Let $M$ be a smooth $n$-dimensional manifold. Denote by $\Lambda^{k}(T^*M)$ the $k$-th exterior power of the cotangent bundle of $M$, and let $\Omega^{k}(M)=\Gamma\big( \Lambda^{k}(T^*M)\big)$ be the space of differential $k$-forms on $M$.
Given $\omega \in \Omega^k(M)$, we can view it as a map $\omega: M \to \Lambda^{k}(T^*M)$, and then take its standard derivative (i.e derivative of a map between manifolds): $$ T\omega:TM \to T \big( \Lambda^{k}(T^*M) \big)$$ We can view $T\omega$ as a section of the vector bundle $T^*M \otimes w^*T\big( \Lambda^{k}(T^*M) \big)$ (the Hom bundle over $M$).

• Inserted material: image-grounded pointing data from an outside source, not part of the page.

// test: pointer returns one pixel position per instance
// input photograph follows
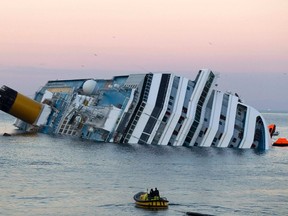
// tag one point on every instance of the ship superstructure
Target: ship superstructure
(152, 108)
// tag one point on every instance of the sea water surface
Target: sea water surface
(52, 175)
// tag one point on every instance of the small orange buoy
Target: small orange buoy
(282, 142)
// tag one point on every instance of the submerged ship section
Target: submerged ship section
(153, 108)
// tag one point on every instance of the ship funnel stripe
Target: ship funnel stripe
(19, 105)
(7, 98)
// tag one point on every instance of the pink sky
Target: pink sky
(88, 38)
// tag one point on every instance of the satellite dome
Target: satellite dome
(89, 87)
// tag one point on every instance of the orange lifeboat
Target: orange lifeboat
(272, 129)
(281, 142)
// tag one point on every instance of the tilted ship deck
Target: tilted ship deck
(152, 108)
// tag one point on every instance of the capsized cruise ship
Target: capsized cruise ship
(152, 108)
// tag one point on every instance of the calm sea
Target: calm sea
(47, 175)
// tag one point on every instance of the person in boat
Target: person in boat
(151, 194)
(156, 193)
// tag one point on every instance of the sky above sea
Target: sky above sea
(245, 41)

Question: Is there a map $S:\Gamma\bigg(T^*M \otimes w^*T\big( \Lambda^{k}(T^*M)\big) \bigg) \to \Omega^{k+1}(M)=\Gamma\big( \Lambda^{k+1}(T^*M)\big)$ such that $d\omega = S ( T\omega)$?
If so, does it come from a bundle-homomorphism $T^*M \otimes w^*T\big( \Lambda^{k}(T^*M) \big) \to \Lambda^{k+1}(T^*M)$?
In other words, I am asking whether or not all the information of the exterior derivative is already encoded in the "standard" derivative.